The incidence of necrotizing pneumococcal pneumonia has increased during the past 2 decades. We hypothesized that increased pneumococcal load or augmented inflammatory cytokine production might lead to destructive pneumococcal lung disease.

This study enrolled prospectively 0- to 18-year-old children with a diagnosis of community-acquired pneumonia with pleural effusion admitted to 6 medical centers from March 2010 to April 2012. Children were diagnosed with pneumococcal empyema if the pleural fluid tested positive for quantitative pneumococcal (lytA) detection by real-time polymerase chain reaction. Pneumococcal empyema cases were further divided into 4 groups according to necrosis severity: (0) nonnecrosis, (1) mild necrosis, (2) cavitation and (3) bronchopleural fistula. Nasopharyngeal and pleural pneumococcal load, as well as levels of proinflammatory cytokines (TNF-α, IL-1β, IL-6, IL-8), Th1-(IL-2, IFN-γ), Th2-(IL-4, IL-10) and Th17-cytokines (IL-17), in the pleural fluid was measured.

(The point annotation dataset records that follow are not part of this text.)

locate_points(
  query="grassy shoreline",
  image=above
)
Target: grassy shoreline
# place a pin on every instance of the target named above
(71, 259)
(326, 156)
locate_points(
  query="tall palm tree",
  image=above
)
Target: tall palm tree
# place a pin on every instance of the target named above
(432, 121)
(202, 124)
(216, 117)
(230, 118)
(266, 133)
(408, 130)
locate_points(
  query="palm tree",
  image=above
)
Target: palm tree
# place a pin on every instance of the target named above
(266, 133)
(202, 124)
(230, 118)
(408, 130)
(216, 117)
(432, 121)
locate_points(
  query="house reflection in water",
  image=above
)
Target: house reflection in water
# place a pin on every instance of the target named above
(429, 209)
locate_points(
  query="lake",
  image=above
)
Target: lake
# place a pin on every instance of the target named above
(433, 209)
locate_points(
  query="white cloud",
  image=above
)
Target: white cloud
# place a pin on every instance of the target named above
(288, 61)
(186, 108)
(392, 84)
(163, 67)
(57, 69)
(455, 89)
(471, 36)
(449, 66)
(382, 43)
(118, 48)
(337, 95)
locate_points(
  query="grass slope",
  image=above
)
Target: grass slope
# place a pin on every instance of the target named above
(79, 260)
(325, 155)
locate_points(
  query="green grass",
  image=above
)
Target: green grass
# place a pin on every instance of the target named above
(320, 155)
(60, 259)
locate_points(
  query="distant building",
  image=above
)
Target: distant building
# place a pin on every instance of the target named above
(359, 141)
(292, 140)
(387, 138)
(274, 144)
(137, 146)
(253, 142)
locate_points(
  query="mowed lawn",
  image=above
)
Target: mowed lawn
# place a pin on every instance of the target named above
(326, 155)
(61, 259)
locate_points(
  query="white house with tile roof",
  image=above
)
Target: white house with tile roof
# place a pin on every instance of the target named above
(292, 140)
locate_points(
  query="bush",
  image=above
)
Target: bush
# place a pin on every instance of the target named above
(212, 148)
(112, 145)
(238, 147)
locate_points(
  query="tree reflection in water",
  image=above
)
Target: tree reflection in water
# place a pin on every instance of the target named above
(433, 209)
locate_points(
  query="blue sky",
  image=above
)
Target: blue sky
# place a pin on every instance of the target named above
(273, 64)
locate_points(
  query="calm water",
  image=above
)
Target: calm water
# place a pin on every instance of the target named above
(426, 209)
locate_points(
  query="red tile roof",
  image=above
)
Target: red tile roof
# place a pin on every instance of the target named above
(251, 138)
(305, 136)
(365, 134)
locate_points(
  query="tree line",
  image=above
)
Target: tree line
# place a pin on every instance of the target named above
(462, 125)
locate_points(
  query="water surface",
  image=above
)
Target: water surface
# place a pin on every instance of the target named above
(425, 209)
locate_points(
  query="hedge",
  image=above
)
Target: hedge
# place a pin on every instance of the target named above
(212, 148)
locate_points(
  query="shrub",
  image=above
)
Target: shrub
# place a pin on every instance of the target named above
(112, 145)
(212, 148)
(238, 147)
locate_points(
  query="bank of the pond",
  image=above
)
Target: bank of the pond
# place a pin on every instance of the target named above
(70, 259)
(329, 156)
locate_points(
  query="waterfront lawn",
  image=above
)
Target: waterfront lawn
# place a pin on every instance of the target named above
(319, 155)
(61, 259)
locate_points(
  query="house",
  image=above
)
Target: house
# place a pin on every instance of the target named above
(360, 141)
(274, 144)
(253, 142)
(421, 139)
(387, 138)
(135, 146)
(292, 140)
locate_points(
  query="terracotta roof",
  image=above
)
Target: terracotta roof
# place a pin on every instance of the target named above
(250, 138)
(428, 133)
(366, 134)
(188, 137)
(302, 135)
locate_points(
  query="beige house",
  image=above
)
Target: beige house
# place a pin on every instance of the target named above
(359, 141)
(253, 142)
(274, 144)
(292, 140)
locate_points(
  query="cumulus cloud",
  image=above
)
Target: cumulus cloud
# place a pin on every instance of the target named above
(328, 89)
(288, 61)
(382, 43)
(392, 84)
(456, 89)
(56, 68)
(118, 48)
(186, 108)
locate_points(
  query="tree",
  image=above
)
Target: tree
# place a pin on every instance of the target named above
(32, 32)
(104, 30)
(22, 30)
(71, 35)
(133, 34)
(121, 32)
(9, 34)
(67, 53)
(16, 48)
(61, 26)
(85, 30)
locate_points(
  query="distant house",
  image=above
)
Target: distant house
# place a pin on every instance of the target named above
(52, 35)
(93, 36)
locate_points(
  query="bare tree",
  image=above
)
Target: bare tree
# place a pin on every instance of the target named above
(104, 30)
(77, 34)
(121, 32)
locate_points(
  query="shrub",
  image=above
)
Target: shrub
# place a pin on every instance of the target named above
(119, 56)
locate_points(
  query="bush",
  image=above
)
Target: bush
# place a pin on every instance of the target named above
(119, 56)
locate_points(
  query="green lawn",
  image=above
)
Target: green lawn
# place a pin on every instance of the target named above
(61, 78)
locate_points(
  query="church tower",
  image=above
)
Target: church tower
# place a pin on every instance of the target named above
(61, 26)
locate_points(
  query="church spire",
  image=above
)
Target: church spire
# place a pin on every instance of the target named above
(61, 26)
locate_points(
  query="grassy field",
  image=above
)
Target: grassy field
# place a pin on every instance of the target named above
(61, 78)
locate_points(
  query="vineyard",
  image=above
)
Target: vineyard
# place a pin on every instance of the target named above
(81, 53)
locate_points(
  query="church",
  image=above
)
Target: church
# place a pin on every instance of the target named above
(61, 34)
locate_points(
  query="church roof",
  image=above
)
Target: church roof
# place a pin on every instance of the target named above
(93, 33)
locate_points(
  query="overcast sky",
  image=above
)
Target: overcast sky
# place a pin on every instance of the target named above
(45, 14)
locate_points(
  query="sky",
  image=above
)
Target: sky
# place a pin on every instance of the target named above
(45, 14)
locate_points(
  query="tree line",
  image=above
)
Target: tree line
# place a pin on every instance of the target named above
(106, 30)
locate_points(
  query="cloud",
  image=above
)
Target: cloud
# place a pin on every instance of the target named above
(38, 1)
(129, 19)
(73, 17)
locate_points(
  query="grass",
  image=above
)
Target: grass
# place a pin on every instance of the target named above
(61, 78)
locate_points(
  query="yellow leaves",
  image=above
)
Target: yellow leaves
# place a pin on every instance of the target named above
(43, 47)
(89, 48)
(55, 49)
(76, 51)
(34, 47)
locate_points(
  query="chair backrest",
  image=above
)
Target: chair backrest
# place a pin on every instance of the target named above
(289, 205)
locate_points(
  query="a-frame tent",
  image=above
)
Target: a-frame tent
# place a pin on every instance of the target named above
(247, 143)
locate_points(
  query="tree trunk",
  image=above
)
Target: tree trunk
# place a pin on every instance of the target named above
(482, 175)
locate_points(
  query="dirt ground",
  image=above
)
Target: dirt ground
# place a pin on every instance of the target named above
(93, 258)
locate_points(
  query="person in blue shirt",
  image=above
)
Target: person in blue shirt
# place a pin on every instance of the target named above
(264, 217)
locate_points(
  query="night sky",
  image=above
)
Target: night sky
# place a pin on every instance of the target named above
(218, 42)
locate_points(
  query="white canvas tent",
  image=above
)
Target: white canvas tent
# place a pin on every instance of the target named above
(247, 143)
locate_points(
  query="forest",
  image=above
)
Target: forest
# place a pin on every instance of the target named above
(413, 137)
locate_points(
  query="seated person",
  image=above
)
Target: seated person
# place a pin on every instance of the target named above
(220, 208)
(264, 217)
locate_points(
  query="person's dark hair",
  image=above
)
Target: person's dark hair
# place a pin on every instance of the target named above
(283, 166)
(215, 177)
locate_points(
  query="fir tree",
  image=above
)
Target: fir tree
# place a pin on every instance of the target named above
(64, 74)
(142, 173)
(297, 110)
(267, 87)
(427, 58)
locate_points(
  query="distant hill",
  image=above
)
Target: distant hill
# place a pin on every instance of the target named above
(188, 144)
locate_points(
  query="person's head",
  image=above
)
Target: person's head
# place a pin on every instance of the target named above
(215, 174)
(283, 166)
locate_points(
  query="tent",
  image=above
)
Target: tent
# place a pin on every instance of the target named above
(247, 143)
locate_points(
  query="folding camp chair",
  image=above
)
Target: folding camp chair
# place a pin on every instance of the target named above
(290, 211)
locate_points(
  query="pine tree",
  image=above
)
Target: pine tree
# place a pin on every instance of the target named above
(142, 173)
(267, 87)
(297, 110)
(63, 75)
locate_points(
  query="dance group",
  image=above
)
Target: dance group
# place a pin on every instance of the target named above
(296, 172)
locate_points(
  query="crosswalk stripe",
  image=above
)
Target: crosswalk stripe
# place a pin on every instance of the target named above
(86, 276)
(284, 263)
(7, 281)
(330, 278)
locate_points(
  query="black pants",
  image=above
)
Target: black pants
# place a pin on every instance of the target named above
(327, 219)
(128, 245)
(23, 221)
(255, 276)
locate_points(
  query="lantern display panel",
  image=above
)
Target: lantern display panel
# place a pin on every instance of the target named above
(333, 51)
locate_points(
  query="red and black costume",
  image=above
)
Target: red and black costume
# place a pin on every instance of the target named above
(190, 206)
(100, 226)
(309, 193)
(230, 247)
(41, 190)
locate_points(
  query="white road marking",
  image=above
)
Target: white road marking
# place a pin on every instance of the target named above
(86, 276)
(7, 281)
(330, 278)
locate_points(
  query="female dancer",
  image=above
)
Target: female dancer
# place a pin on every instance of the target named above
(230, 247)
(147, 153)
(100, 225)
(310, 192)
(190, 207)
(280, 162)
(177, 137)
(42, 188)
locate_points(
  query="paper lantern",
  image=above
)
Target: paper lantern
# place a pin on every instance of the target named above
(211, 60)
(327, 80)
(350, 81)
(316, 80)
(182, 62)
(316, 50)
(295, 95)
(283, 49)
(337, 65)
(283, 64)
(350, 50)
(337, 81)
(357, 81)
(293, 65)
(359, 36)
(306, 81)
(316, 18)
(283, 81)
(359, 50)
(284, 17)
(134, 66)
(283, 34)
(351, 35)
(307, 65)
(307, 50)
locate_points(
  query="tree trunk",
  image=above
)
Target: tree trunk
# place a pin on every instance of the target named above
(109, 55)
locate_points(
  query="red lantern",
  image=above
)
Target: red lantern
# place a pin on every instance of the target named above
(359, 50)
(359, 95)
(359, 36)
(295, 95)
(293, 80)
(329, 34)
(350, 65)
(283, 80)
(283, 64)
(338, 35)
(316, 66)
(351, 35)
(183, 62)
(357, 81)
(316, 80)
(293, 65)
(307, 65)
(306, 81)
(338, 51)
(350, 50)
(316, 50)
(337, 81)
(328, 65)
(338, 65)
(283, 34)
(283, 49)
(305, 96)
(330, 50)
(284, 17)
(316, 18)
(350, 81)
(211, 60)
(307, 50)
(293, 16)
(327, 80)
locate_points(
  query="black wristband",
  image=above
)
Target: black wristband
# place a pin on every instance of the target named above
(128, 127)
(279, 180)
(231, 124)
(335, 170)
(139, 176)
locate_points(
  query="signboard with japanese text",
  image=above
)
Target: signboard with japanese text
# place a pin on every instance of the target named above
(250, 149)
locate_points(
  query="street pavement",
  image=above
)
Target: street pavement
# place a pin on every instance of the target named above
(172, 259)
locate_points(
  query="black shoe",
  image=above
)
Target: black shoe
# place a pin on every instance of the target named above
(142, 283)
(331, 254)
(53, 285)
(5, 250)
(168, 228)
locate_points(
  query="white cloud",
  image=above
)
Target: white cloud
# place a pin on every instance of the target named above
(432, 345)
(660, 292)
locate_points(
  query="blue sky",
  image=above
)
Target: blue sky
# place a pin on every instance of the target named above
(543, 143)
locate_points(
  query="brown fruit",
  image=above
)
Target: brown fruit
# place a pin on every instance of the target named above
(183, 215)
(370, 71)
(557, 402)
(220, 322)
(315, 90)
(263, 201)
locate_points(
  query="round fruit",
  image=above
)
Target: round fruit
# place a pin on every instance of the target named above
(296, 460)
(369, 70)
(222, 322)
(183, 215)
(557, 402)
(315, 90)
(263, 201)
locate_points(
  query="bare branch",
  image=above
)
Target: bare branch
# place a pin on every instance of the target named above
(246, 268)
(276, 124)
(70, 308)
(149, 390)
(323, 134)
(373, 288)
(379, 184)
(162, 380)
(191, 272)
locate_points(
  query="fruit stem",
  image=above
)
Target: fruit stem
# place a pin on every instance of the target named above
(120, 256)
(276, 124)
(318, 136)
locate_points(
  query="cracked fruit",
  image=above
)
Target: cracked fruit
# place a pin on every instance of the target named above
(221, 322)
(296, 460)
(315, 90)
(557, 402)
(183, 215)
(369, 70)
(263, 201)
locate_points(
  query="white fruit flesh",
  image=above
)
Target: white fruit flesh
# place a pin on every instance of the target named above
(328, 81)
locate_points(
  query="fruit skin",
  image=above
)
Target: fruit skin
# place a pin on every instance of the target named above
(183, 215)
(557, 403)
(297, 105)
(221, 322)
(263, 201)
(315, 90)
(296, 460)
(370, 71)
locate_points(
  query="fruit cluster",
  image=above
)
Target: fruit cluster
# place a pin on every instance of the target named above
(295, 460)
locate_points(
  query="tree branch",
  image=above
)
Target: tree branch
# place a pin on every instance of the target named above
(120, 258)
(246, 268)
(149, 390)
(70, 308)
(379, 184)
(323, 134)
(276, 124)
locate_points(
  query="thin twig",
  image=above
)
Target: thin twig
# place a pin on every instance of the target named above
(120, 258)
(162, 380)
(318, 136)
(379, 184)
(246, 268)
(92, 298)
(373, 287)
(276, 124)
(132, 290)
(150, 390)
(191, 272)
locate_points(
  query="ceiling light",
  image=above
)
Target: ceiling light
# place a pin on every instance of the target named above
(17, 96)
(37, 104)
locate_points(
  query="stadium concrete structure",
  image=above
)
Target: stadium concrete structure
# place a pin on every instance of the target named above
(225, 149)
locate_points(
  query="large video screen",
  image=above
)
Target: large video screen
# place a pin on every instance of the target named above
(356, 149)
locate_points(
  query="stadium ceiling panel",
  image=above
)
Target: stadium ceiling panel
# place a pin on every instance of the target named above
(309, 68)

Serotypes 19A and 3 accounted for 69.4% and 12.5%, respectively, of 72 cases of pneumococcal empyema. Pleural pneumococcal load was significantly higher in serotypes 19A and 3 infection than in the other strains causing infection (P = 0.006). There was a correlation between nasopharyngeal and pleural pneumococcal load (ρ = 0.35; P = 0.05). In multivariate ordinal logistic regression analysis, pleural pneumococcal load (adjusted odds ratio: 1.79; 95% confidence interval: 1.03-3.06) and IL-8 (adjusted odds ratio: 2.64; 95% confidence interval: 1.21-5.75) were independent factors associated with the severity of lung necrosis.

Evolution of Streptococcus pneumoniae toward increased fitness in their interaction with host and exaggerated IL-8 expression may be responsible for the increase of necrotizing pneumococcal pneumonia.